@RoN:
Das hat alles seinen Sinn, genauso wie die Forderung nach Sparen und Sparen und noch mehr Sparen. Wer's nicht glaubt, der darf gerne mal die Website von
Detlef Ouart lesen und mit mir staunen.
Um es ganz kurz zu machen:
In einem Wirtschaftssystem, das auf Zinsen aufgebaut ist, leiht sich Person A von Person B 1 Geldeinheit (GE) um ein Brot zu backen, das sie dann verkaufen möchte. Person A gibt aber der Person B das Geld nicht einfach gratis, nein, sie möchte natürlich da mitverdienen und schlägt einen Zins von, sagen wir mal, 10% drauf. B schuldet also A nicht 1 Geldeinheit, sondern 1.1 Geldeinheiten. Wenn B jetzt das Brot an eine Drittperson (nennen wir sie C) verkaufen will, dann muss C mindestens den Preis von 1.1 GE bezahlen, damit B's Herstellkosten gedeckt sind, die erhält dann B und damit kann er seine Schulden bei A begleichen.
Was ist geschehen? C hat für ein Gut 1.1 GE bezahlt, welches effektiv 1 GE realen Wert hat. Er hat also 0.1 GE "zu wenig" realen Wert erhalten für den Preis, den er bezahlt hat - während A (und nicht etwa B!!) diese 0.1 GE eingestrichen hat, ohne dafür einen Finger zu rühren. Wenn C ein normal arbeitender Mensch ist, dann muss er also ein bisschen länger arbeiten, um die zusätzlichen 0.1 GE aufzubringen. Es findet also de facto eine Umverteilung von C zu A statt. A wird reicher, ohne zu arbeiten, während C die Arbeit für A leistet.
(Natürlich kann man hier einwenden, A würde ein gewisses Risiko tragen usw. - das ist aber ein Leerargument, weil in den 10% Zins bereits auch das Risiko mit drin enthalten sind. Wenn das Risiko zu gross erscheint, dann wird A halt statt 10% Zins plötzlich 20% Zins fordern, damit sein potentielles Risiko ausgeglichen ist.)

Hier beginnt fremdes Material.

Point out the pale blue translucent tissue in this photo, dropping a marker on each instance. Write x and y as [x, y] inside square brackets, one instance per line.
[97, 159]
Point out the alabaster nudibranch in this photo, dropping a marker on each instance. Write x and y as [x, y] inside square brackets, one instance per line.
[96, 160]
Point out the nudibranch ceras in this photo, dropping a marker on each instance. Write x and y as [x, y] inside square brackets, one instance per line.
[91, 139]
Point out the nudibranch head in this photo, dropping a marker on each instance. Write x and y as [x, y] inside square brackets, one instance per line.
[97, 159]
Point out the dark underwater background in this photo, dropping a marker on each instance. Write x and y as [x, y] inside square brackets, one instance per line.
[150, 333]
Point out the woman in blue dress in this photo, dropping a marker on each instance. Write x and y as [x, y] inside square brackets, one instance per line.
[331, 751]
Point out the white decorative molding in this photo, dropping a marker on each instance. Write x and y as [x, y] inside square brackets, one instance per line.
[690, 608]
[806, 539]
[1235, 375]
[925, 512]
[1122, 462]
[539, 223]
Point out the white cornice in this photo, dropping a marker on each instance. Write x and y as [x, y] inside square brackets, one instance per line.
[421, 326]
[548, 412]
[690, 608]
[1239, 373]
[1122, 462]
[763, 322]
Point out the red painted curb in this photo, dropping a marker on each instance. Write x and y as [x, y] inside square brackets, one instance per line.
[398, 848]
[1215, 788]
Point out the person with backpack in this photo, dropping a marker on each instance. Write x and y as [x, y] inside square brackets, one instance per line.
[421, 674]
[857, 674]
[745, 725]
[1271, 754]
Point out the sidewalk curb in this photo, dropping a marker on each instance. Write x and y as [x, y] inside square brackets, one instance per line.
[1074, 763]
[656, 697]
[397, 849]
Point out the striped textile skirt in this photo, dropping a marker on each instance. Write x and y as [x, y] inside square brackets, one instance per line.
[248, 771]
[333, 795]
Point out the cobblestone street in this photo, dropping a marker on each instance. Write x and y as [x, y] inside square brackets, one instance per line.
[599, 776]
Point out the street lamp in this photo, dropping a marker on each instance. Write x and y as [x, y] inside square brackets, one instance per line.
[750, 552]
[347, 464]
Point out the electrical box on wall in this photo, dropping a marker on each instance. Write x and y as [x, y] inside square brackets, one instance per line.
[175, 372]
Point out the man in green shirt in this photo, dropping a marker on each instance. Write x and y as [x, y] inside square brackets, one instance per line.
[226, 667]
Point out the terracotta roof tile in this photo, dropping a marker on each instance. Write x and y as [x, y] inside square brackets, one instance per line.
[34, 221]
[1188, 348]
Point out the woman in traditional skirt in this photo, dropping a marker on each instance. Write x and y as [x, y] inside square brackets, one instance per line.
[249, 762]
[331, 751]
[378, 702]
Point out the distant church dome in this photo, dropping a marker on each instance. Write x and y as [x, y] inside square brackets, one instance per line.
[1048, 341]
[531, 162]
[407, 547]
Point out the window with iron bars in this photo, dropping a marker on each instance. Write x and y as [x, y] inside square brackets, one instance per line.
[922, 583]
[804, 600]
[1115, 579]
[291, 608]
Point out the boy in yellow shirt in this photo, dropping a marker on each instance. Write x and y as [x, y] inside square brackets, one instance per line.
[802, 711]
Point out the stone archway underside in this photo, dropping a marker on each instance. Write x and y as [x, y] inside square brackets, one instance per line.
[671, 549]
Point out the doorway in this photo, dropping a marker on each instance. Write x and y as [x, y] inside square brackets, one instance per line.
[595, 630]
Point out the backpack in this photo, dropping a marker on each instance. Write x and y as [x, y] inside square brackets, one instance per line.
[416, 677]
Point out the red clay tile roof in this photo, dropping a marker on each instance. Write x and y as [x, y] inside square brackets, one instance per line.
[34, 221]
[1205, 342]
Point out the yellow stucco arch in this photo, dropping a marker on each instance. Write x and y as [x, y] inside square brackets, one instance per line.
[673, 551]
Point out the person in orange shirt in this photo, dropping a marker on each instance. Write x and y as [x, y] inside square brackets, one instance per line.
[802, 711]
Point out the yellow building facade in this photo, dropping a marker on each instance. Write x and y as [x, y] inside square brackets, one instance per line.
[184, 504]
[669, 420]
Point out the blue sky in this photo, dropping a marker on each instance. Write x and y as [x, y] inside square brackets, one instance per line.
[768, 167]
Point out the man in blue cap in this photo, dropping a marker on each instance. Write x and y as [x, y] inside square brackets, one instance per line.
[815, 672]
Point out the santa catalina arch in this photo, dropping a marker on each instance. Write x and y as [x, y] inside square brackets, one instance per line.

Was aber tut nun A mit dem zusätzlich erworbenen Zinserlös? Na klar, er verleiht es erneut an jemand anderen! Je mehr Zinsen A also einstreicht, desto mehr Geld hat er zum Verleihen, desto grösser ist die Umverteilung von arbeitenden Drittpersonen wie C zu Darlehensgebern wie A.
Spinnen wir das Beispiel weiter: Es könnte die Drittperson C selbst wieder ein Darlehen aufnehmen. C ist ein etwas träger Mensch, der arbeitet halt auch nicht so gerne, versteht aber leider nichts vom Zinssystem - was ihm noch zum Verhängnis werden wird. Er hat von B ein Brot für 1.1 GE gekauft (welches real bloss 1 GE Wert hat), und weil er nicht länger arbeiten will um die 0.1 GE Aufpreis für A zu bezahlen, holt er sich halt ein Darlehen über 0.1 GE bei person D. D gibt ihm gerne ein Darlehen über 0.1 GE, er will daran aber noch etwas verdienen und schlägt 10% Zins drauf. C freut sich, er hat die 0.1 GE Zins für A in der Tasche, ohne länger zu arbeiten - aber was er als kurzfristig denkender Mensch vergisst, ist, dass er die 0.11 GE (= 0.1 GE + 10% von 0.1 GE) ja noch dem D schuldet! Irgendwann wird er also DOCH noch ein bisschen länger arbeiten müssen - und darüberhinaus NOCH MEHR als wenn er kein Darlehen aufgenommen hätte. Das Brot mit dem realen Wert 1 GE hat einen Schuldenberg von 1.11 GE ausgelöst - und das bloss, weil sowohl A wie auch D an der Sache verdienen wollen, ohne selbst zu arbeiten.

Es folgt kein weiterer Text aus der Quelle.